Reputation: 149
In Spark Structured Streaming (version 2.2.0), in case of using mapGroupsWithState
query with Update mode as the output mode, It seems that Spark is storing the in-memory state data using java.util.ConcurrentHashMap
data structure. Can someone explain to me in detail that what happens when the state data grows and there isn't enough memory anymore? Also, is it possible to change the limit for storing the state data in the memory, using a spark config parameter?
Upvotes: 4
Views: 2548
Reputation: 323
The existing State Store implementation uses in-memory HashMaps (for Storage) + HDFS (for fault tolerance) The HashMaps are versioned (one per micro-batch). There is one separate map of key-value for each version of every aggregated partition in the executor memory of the worker. (number of versions to maintain is configurable) To answer your question:
Can someone explain to me in detail that what happens when the state data grows and there isn't enough memory anymore.
The state store HashMaps shares the executor memory with shuffle tasks. So as state grows or shuffle tasks need more memory, frequent GCs and OOMs will happen leading executor failures.
is it possible to change the limit for storing the state data in the memory, using a spark config parameter?
Currently that is not possible. You can only specify executor memory which will be shared by both state store and executor tasks, there is no way we can divide memory between them. This actually makes the current implementation unreliable in case of sudden data outbursts, even watermarks will not be helpful in those cases.
In case interested to know how the state store works internally in structured streaming, this article might be useful: https://www.linkedin.com/pulse/state-management-spark-structured-streaming-chandan-prakash/
p.s. I am the author
Upvotes: 3
Reputation: 149518
Can someone explain to me in detail that what happens when the state data grows and there isn't enough memory anymore
The executor will crash with an OOM exception. Since with mapGroupWithState
, you're the one in charge of adding and removing state, if you're overwhelming the JVM with data you can't allocate memory for, the process will crash.
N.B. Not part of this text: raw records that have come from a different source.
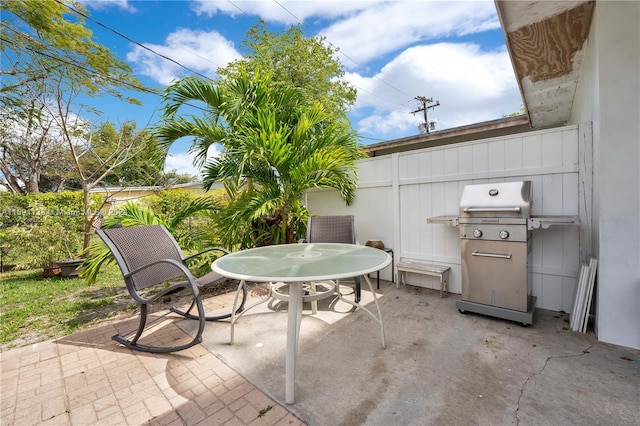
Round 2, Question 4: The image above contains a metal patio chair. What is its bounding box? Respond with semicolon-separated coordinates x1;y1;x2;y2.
97;225;247;353
303;215;361;303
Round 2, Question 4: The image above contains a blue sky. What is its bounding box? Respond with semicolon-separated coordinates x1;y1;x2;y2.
77;0;522;174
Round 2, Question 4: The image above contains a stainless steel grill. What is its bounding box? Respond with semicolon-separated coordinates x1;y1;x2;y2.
428;181;578;325
458;181;536;324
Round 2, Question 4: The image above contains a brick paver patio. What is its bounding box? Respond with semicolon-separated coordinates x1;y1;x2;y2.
0;296;304;426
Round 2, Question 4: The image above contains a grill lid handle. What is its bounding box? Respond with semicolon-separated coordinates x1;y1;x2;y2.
471;251;511;259
462;207;522;213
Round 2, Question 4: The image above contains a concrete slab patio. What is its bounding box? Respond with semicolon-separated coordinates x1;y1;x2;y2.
0;281;640;425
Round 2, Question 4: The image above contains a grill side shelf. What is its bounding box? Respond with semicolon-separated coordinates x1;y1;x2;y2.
527;216;580;231
427;216;460;226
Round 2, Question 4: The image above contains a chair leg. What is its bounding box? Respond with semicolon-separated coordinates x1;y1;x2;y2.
169;281;247;321
111;295;205;353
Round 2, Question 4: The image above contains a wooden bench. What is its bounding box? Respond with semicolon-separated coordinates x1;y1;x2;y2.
396;259;451;297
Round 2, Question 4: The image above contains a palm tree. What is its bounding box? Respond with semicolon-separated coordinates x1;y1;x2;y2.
156;73;366;248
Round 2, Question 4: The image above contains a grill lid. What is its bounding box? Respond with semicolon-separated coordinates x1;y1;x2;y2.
460;180;532;218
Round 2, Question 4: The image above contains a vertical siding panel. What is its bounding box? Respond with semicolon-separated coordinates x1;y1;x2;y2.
562;277;578;313
487;140;506;172
418;152;433;177
522;134;542;169
559;173;580;216
444;148;458;176
539;174;563;215
458;146;473;175
440;182;460;258
398;155;410;179
424;183;445;256
562;130;579;165
472;143;489;173
540;132;564;167
431;150;444;176
400;185;420;253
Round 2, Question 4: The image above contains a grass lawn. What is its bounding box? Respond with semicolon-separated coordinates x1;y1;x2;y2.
0;265;136;350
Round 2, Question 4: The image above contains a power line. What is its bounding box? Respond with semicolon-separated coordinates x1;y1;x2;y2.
55;0;215;80
411;96;440;133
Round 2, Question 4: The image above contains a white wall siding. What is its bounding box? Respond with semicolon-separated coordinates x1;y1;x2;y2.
307;126;581;312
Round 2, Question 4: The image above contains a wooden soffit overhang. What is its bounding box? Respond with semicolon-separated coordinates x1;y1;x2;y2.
495;0;595;129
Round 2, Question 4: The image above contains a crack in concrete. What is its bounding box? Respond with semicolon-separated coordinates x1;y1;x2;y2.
515;343;595;425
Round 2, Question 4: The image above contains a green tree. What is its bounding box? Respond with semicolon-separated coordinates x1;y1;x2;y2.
218;20;357;119
0;0;146;103
156;72;365;248
76;121;164;189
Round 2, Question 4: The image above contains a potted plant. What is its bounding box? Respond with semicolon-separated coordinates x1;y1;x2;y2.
7;220;83;276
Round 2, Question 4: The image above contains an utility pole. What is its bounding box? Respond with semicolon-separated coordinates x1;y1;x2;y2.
411;96;440;133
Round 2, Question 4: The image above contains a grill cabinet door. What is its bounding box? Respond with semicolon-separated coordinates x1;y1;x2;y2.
461;239;528;312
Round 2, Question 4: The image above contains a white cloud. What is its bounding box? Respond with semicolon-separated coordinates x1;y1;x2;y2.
192;0;378;25
79;0;136;13
127;28;241;85
347;43;522;136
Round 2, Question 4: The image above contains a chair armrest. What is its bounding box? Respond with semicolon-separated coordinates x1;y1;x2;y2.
182;247;231;262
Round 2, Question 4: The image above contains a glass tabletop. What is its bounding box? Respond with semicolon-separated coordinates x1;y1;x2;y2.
212;243;391;282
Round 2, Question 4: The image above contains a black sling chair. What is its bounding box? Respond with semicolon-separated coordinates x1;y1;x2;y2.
97;225;247;353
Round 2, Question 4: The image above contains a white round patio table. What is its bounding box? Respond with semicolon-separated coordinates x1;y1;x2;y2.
212;243;391;404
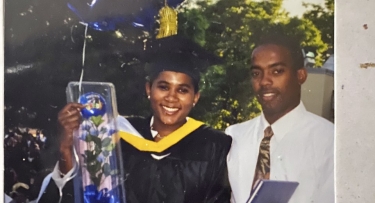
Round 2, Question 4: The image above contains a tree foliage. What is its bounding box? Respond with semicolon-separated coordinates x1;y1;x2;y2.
5;0;334;130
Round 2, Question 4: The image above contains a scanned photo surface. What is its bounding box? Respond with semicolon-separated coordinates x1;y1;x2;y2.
3;0;335;203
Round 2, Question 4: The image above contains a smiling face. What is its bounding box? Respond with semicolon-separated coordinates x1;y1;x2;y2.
251;44;307;124
146;71;199;128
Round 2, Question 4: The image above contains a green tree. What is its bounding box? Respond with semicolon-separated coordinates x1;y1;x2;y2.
303;0;335;58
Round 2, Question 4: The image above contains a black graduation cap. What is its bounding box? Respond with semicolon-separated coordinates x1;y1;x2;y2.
143;35;222;83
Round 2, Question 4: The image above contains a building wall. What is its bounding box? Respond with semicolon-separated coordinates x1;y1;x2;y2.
335;0;375;203
301;69;334;121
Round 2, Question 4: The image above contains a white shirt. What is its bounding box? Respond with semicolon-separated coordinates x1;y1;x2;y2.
225;102;335;203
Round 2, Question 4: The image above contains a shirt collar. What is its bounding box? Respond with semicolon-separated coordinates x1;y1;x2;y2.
150;116;158;138
150;116;189;138
260;101;306;141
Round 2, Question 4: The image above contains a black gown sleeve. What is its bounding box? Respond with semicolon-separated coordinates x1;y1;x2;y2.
205;135;232;203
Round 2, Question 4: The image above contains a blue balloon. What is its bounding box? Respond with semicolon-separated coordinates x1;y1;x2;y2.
78;92;106;119
68;0;185;31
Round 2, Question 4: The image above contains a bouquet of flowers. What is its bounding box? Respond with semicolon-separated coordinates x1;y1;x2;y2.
68;83;126;203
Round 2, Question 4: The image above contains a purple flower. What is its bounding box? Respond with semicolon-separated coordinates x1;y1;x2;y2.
79;131;89;141
90;128;99;136
81;124;91;131
96;154;105;163
108;129;117;136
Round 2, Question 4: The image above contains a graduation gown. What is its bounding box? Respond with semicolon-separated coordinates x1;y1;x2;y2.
39;118;232;203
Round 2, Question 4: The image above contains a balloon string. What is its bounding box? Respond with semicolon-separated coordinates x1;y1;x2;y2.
79;22;88;94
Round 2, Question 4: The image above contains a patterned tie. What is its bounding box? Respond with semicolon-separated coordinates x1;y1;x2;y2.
252;126;273;189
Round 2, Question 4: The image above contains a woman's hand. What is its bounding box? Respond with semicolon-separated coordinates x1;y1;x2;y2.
58;103;84;174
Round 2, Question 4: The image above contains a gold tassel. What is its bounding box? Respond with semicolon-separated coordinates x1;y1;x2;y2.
156;2;177;39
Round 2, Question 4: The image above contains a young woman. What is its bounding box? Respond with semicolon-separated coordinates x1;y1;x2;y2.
35;37;231;203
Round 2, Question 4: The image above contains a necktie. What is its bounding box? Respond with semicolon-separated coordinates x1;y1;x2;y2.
253;126;273;189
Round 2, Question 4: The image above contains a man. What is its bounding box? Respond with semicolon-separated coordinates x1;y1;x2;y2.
226;36;335;203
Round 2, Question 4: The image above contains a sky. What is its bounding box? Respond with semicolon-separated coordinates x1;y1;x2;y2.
283;0;324;17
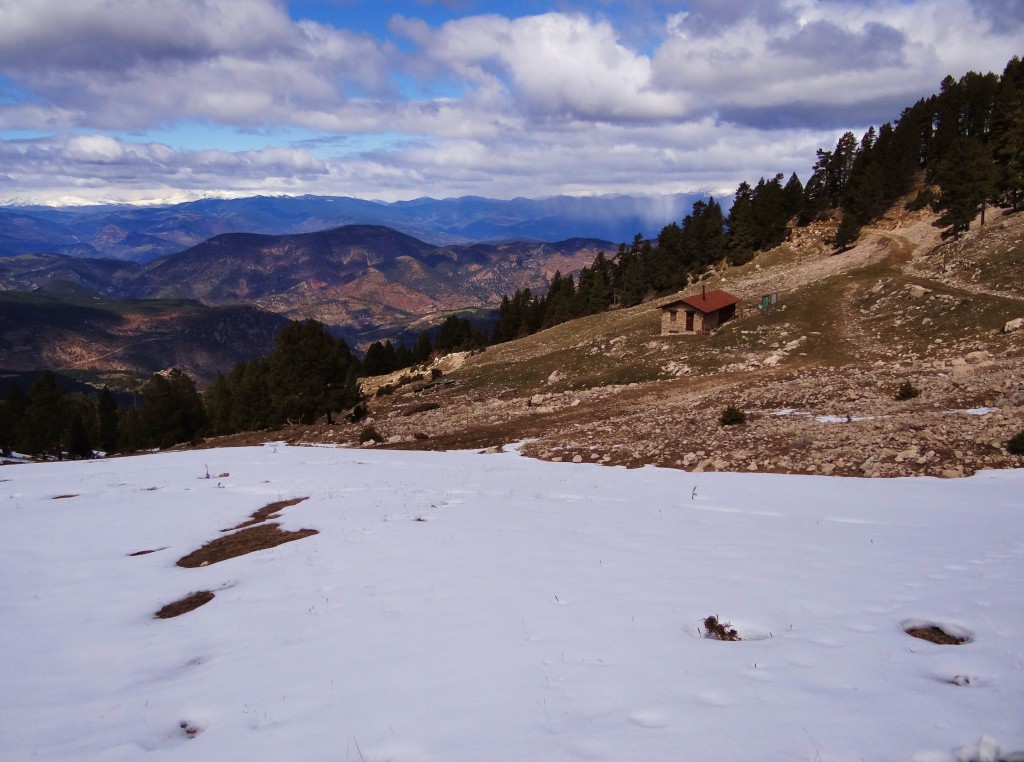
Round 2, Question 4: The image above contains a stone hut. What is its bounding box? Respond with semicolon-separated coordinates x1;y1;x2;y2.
662;288;739;336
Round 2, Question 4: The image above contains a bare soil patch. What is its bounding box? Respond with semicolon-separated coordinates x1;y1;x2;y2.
221;498;308;532
128;545;167;556
178;523;319;568
155;590;213;619
905;625;968;645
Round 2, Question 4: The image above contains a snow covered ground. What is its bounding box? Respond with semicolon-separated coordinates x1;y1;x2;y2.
0;446;1024;762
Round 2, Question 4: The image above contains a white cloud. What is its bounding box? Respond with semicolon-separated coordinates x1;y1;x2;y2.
0;0;1019;205
63;135;125;164
0;0;387;129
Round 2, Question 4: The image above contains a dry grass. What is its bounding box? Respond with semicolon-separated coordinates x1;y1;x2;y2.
906;625;968;645
178;523;318;568
155;590;213;619
703;615;741;642
221;498;309;532
128;545;167;556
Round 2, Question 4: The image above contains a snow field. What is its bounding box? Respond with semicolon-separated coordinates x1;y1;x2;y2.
0;445;1024;762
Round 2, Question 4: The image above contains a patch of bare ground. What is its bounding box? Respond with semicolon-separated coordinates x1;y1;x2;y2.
905;625;968;645
221;498;309;532
192;205;1024;477
154;590;213;619
178;523;318;568
128;545;167;557
178;498;317;568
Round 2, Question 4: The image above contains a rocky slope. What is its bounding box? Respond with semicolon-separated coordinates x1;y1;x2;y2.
245;202;1024;475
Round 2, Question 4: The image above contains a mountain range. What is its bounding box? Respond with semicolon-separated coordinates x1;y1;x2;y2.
0;194;706;262
0;225;613;378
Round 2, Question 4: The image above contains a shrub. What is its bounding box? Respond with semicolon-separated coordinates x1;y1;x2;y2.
896;381;921;401
718;405;746;426
359;426;384;445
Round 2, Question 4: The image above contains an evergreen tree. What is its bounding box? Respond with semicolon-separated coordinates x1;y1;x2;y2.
0;383;29;456
17;371;66;460
933;137;996;238
65;413;93;460
266;321;358;424
96;386;118;455
203;371;238;436
118;406;148;453
138;368;206;449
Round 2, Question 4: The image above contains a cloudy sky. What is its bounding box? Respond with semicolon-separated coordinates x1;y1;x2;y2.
0;0;1024;203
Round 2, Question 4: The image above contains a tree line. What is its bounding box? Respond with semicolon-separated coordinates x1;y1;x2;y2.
0;56;1024;458
0;321;360;459
492;56;1024;342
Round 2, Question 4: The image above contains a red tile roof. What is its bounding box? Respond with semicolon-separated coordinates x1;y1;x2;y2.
676;289;739;313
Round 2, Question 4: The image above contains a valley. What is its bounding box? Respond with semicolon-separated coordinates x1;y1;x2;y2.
240;202;1024;477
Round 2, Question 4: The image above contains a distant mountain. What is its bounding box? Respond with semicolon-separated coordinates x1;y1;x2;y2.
0;281;287;383
0;225;615;346
0;194;707;262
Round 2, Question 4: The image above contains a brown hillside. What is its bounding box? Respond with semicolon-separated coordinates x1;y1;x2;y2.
241;205;1024;476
is it possible to change the limit for storing the state data in the memory, using a spark config parameter?
It isn't possible to limit the number of bytes you're storing in memory. Again, if this is mapGroupsWithState
, you have to manage state in such a way that won't cause your JVM to OOM, such as setting timeouts and removing state. If we're talking about stateful aggregations where Spark manages the state for you, such as the agg
combinator, then you can limit the state using a watermark which will evict old data from memory once the time frame passes.
Upvotes: 2